Diseases such as cryptosporidiosis and giardiasis are commonly passed on from person to person due to swimming in pools contaminated with the waterborne parasites. Symptoms of these diseases in humans can occur days to weeks after exposure and include active diarrhea, stomach cramping, nausea and loss of appetite.
“Basically, these illnesses are caused by germs found in the places where we swim so we want to prevent the spread of those germs,” said Kelly Weidenbach, an epidemiologist with the Wyoming Department of Health. “Most recreation water illnesses are caused by contamination with fecal matter. That’s why we strongly encourage people to shower before entering pools or hot tubs.”
Normal pool disinfection measures may not fully kill the parasites, which are also found in untreated water sources such as lakes, rivers and ponds.
The Wyoming Department of Agriculture inspects public pools in Wyoming. Together, the agencies monitor recreational water illness (RWI) linked with public pools, hot tubs and hot springs across the state.
“We also work with pool operators to encourage healthy standards and practices that are important to maintain healthy swimming environments,” said Dean Finkenbinder, consumer health services manager with the Wyoming Department of Agriculture.
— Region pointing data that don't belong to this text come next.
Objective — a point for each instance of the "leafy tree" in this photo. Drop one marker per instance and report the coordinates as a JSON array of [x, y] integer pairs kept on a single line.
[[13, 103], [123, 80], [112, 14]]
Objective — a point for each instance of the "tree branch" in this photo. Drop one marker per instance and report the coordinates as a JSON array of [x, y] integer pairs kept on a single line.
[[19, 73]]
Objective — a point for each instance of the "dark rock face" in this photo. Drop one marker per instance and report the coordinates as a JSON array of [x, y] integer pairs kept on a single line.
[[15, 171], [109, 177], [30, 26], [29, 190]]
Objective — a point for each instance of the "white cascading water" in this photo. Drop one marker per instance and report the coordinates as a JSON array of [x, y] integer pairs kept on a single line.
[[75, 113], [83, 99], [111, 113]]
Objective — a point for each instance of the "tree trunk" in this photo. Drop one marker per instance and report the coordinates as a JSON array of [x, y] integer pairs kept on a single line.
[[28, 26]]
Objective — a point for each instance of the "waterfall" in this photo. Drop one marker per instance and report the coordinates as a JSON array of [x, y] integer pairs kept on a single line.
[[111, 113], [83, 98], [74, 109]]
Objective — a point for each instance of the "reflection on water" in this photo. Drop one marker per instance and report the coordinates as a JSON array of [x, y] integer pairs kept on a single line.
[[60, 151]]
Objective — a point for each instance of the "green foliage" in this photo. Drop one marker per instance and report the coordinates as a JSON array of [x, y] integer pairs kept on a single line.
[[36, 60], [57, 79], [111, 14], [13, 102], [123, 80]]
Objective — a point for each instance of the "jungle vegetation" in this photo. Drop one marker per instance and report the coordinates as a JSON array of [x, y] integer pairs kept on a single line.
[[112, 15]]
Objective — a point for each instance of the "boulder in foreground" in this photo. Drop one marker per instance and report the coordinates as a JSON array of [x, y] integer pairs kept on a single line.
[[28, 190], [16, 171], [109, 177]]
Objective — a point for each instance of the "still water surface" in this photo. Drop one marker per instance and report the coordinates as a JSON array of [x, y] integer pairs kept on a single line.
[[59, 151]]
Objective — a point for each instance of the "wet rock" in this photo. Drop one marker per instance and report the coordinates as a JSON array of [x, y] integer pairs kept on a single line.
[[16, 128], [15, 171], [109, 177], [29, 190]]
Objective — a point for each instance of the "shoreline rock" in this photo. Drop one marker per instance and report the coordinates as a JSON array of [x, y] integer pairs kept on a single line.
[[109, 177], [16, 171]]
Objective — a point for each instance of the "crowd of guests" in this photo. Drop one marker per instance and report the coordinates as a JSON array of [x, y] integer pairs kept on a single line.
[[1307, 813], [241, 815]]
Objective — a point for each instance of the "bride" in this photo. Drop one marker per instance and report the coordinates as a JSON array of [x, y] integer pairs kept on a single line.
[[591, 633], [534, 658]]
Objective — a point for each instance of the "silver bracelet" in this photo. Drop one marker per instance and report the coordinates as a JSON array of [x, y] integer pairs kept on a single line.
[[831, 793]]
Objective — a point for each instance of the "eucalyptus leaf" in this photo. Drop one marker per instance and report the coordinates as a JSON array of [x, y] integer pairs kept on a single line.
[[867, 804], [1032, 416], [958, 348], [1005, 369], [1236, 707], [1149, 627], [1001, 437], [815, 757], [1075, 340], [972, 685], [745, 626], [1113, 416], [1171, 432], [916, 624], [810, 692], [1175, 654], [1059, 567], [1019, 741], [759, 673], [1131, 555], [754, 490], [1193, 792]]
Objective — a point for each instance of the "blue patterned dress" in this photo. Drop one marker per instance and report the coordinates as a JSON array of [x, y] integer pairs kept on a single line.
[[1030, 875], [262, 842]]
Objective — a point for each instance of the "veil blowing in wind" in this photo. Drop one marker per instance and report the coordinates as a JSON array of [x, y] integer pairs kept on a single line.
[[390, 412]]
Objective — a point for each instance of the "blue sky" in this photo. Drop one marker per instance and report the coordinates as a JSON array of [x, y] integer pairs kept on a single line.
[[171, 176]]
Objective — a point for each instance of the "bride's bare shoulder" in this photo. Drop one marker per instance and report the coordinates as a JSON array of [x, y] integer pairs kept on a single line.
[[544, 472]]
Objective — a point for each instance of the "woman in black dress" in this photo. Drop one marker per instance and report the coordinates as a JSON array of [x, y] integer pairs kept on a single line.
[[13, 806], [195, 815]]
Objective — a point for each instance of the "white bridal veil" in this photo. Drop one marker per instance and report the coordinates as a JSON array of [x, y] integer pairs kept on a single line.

Simple steps swimmers can take to help protect themselves and others from RWIs include:
· Don't swim on days when experiencing diarrhea. Germs can spread in the water and make others sick.
· Don't swallow pool water. Avoid getting water in the mouth.
· Practice good hygiene. Shower with soap before swimming and wash hands after using the toilet or changing diapers. Germs on the body end up in the water.
Parents of young children should remember to:
o Wash children before swimming (especially rear ends).
o Check diapers every 30–60 minutes. Change diapers in a bathroom or a diaper-changing area and not at poolside. Germs can spread in and around the pool.
o Take children to the bathroom every 30–60 minutes. Waiting to hear "I have to go" may mean it's too late.